Tuberculosis in Cattle, Goats, and Sheep

tuberculosis in goats

If you are raising any type of animal for dairy, it’s a good idea to know their tuberculosis status. TB is a zoonotic disease, which means animals can transmit it to humans.

Although most states are TB-free, the disease does still pop up sometimes in random slaughterhouse testing or in routine herd testing, mostly in cattle, and it is spreading. When I got my first goats in 2002, only Texas and Michigan had reported cases of TB, and that was the case for many years.  In the past year, TB has been found in cattle in Texas, New Mexico, South Dakota, Michigan, and Indiana. (Note that when you click on that link, the first page is the brucellosis report. Page down for the TB map.)

There is a skin test for TB in cattle, which has been used in sheep and goats because they don’t have their own validated test. The rate of false positives (negative animals testing positive) in cattle is 2%, but no one knows what the corresponding rate is in sheep and goats because so few of them have been officially tested, according to Charles Gaiser, DVM, MPH, ACVPM of the USDA, who spoke at the American Dairy Goat Association Conference last month.

If you live in a state that is certified TB-free and all of your animals originated in certified TB-free states, odds are good that your animals don’t have the disease.

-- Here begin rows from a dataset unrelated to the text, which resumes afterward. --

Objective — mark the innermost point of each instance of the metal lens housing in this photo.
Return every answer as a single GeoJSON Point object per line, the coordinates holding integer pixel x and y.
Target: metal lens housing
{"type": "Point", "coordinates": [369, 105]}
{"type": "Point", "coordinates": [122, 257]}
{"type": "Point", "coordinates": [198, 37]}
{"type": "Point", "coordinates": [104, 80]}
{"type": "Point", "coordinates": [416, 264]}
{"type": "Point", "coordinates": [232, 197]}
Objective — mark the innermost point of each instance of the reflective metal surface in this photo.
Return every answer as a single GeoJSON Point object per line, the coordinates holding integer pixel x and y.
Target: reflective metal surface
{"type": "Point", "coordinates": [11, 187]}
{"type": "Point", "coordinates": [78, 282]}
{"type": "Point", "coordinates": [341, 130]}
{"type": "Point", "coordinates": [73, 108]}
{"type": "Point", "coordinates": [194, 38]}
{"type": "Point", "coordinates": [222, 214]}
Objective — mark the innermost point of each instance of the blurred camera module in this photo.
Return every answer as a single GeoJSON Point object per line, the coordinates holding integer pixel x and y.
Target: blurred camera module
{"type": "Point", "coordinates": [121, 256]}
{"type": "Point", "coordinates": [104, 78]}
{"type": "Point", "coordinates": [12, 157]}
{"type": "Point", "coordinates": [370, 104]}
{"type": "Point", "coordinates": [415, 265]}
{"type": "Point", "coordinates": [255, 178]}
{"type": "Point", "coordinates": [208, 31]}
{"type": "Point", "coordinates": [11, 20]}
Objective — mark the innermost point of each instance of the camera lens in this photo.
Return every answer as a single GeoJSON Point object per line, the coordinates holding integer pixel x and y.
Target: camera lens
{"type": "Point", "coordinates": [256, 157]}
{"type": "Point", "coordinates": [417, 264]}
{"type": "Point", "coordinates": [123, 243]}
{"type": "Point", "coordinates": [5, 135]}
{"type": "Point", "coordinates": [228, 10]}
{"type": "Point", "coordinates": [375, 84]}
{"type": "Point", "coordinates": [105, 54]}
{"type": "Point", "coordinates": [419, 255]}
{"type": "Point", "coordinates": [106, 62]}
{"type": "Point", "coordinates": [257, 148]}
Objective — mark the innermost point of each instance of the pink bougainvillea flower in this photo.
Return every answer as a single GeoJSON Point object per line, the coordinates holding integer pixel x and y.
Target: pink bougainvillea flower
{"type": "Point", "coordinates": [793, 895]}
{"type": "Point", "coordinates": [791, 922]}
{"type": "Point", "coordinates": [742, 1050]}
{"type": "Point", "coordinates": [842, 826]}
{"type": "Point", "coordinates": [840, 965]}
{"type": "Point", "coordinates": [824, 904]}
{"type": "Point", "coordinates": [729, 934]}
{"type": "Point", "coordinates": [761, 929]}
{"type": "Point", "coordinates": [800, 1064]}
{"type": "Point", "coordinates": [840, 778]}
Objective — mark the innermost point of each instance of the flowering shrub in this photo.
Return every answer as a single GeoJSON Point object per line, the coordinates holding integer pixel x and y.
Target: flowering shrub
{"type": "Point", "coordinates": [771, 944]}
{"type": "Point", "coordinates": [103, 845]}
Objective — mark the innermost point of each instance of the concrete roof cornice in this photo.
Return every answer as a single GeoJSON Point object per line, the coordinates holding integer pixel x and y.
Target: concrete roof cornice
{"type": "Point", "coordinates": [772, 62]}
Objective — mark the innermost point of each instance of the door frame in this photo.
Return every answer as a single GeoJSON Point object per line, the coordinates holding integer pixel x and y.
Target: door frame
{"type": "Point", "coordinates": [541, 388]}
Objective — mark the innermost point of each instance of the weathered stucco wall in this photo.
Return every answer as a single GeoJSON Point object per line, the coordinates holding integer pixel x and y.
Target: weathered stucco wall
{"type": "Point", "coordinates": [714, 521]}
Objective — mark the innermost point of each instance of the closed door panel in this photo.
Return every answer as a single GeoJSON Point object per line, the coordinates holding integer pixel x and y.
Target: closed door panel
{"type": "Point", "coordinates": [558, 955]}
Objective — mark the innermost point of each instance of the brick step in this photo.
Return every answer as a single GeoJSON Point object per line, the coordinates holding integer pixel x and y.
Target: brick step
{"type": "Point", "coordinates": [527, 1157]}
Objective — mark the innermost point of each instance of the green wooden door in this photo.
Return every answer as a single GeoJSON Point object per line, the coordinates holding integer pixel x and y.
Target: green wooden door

Because the incidence of the disease is so low, most people who live in TB-free states don’t test.

Why test cattle, goats, and sheep for TB?

  • If you sell livestock that will be shipped to other states, some receiving states may require TB testing, regardless of your state’s status. Some require only individual tests for the animals being shipped, although some may require a whole-herd negative test. For example, when I purchased goats from a herd in Michigan in 2002, the state of Illinois where I live, required a whole herd test within the past year, as well as current testing of the animals being imported into Illinois. Michigan had a known problem with TB, and Illinois was (and still is) TB free.
  • TB testing may be required for showing in some states.
  • If you live in a state where wild deer and elk have been found to have TB, such as Michigan, they could bring it onto your farm and infect your animals.
  • The FDA’s Pasturized Milk Ordinance specifically requires TB testing of dairy herds that sell milk.
  • You may want to have your animals tested if they were purchased at a sale barn or have an unknown health history, especially if you live in a state with known cases of TB.

The USDA has a website where they post monthly reports, so you can stay up-to-date on the TB status of your state.

Learn more on Beginner’s Guide to Raising Goats which includes links to some of Thrifty Homesteader’s most useful goat posts.

tuberculosis in cattle, goats, and sheep

6 thoughts on “Tuberculosis in Cattle, Goats, and Sheep”

    • If your goats came from within Illinois (or another TB-free state) and you trust that the person who sold them to you did proper testing when purchasing from out of state, then it’s not really necessary. For example, we bought goats from Michigan back in 2002-05 when they still had TB in the wild deer population, so all goats I bought from there were tested for TB before the purchase because we knew we were going to be consuming the milk raw. Also, if your goats were purchased from a farm where they milked the goats and drank it raw, that’s another pretty good indication that they’re TB free. I never say anything is impossible, and at the end of the day, you have to do what helps you sleep at night, but the odds of a goat having TB in a TB-free state are pretty slim.

  1. So is it safe to use the milk from untested goats if you pasteurise it? I was innoculated for TB as a child (have the big hole in my arm to remember it by) Is goat TB the same as human TB?

    • Yes and yes. The risk of contracting TB from cows is exactly one of the big reasons milk is pasteurized.

  2. If you have an unknown TB status, do you need to care for them using PPE? Also from the looks of the other comments, if you pasteurize the milk it kills the TB?

    • Pasteurization does kill TB in milk. It is one of the reasons that they started to pasteurize all milk commercially. Almost all states are certified TB free, so although your animals may not have been tested, I wouldn’t really say they have unknown status unless you bought them from a source that was not reputable and perhaps brought them in from a TB+ state without testing. Since TB is so rare now, I have not seen recommendations for handling animals that do have the disease.